I am young enough to have benefited from the scientific advances that led to widespread immunization in the 1970s, and old enough to have parents who both had measles as children and can recall the dread surrounding polio when they were growing up. Vaccines are a clear example of how public health is supposed to work. One of the unambiguous public health successes of the twentieth century, vaccines have transformed ailments such as pertussis, diphtheria, and chickenpox from fearsome childhood afflictions that could cause lifelong complications, and even death, to avertible diseases.

The basic premise of public health is the prevention of disease, and public health guidelines have led to increased life expectancy and decreased incidence of communicable illnesses, as well as some chronic ones. Yet public health regulations have always had to balance individual civil liberties with public safety. People are free to make their own choices, as long as they don’t infringe on the public good. For the most part you’re still allowed to smoke in your own home (although your neighbors could sue you for it), but you can’t subject me to your secondhand smoke in restaurants, bars, or office buildings.

I believe in handwashing, USDA inspections, the use of seatbelts, and the pasteurization of milk. I believe in quarantines when they are based on the best available information and are applied evenly. (A quarantine that isolates all travelers from West Africa who have symptoms of Ebola would be reasonable; one that singles out black Africans from anywhere on the continent regardless of health status would not.) In short, I am in favor of a coercive public health apparatus. The problem with the current measles outbreak is that enforcement has become too lax, with too many states allowing parents to opt out of immunizing their children because of ill-conceived beliefs that are incompatible with the public good.

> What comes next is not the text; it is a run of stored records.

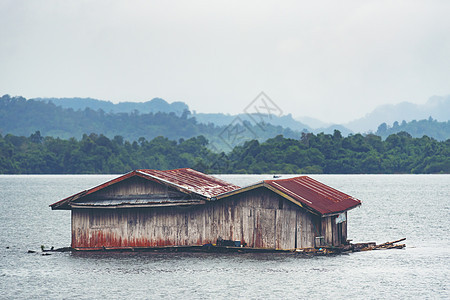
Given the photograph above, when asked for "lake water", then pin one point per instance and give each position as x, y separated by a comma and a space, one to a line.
394, 206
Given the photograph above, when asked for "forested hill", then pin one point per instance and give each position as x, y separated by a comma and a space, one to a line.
429, 127
23, 117
312, 154
153, 106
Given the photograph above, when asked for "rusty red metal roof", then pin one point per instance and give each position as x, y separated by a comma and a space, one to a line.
314, 194
186, 180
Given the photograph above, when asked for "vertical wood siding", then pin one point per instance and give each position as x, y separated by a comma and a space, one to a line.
258, 218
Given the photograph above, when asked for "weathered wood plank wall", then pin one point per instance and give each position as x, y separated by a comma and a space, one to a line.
258, 218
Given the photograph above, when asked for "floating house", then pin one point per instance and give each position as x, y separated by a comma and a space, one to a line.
183, 207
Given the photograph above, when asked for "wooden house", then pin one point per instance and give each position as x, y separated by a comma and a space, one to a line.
183, 207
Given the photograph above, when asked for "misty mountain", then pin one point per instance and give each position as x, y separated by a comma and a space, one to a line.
430, 127
224, 119
22, 117
436, 107
153, 106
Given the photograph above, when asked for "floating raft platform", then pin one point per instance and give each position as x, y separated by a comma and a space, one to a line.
325, 250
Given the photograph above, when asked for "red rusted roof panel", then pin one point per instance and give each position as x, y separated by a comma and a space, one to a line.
193, 181
314, 194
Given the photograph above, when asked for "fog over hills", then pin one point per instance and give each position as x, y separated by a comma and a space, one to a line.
437, 107
151, 106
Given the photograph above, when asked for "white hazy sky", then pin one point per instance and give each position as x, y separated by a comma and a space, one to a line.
333, 60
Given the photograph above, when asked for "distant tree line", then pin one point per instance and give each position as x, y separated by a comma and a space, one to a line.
321, 153
429, 127
23, 117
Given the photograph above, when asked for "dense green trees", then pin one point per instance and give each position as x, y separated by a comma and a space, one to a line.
321, 153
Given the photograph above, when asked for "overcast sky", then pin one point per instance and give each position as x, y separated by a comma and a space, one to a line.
332, 60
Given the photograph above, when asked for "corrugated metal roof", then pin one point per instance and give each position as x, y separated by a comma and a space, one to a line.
193, 181
186, 180
314, 194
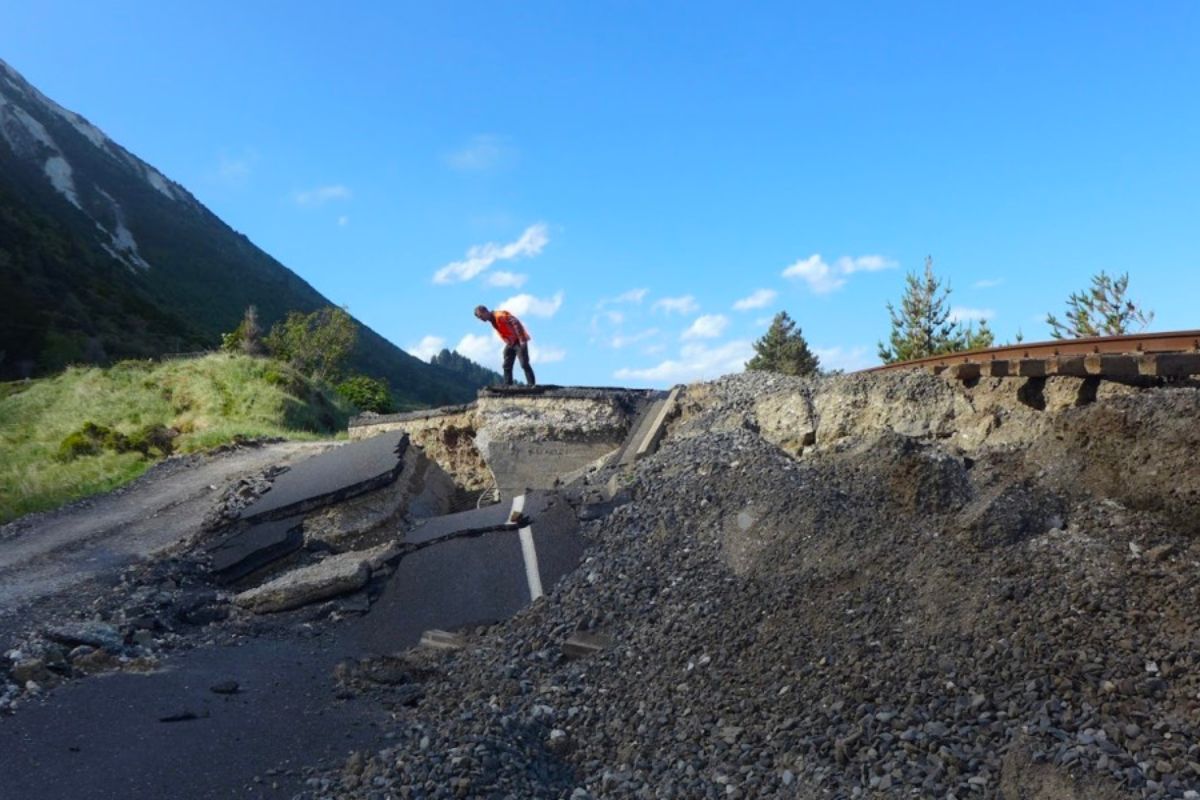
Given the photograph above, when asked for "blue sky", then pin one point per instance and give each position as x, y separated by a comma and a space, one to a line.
647, 184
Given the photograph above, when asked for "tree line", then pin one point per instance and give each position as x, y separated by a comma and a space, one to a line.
318, 344
924, 325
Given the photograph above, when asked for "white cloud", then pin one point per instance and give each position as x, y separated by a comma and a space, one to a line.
759, 299
481, 154
623, 340
823, 278
480, 257
322, 194
527, 305
684, 305
480, 348
846, 359
963, 314
539, 354
819, 275
504, 278
427, 347
847, 265
631, 296
695, 362
708, 326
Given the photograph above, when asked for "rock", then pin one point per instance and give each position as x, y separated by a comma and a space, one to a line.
94, 633
31, 669
95, 661
1159, 552
328, 578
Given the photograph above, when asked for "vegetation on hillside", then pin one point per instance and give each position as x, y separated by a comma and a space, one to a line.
1102, 310
90, 429
475, 374
784, 349
923, 325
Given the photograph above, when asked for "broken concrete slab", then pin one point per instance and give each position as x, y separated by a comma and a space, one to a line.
340, 474
93, 633
449, 584
245, 552
438, 639
479, 521
423, 489
473, 579
583, 644
330, 577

Every parent spends a lifetime making choices about how to raise their child, from environment and lifestyle to moral and ethical guidance. But some choices have a greater capacity to impact the lives of others. If you want to let your child run around with scissors, watch R-rated movies, and eat nothing but pork rinds all day, you can. If you want to home-school your child because you want greater control over the curriculum he or she is being taught, you’re free to do that, too. And if you want to keep your child from getting vaccinated against communicable diseases, then the state won’t step in to force you. Opting out of vaccinations might not make you a bad parent any more than raising a fried-snack fiend might. But unless you’re planning to spend your days in physical isolation from every other human on the planet, it does make you a bad member of the public.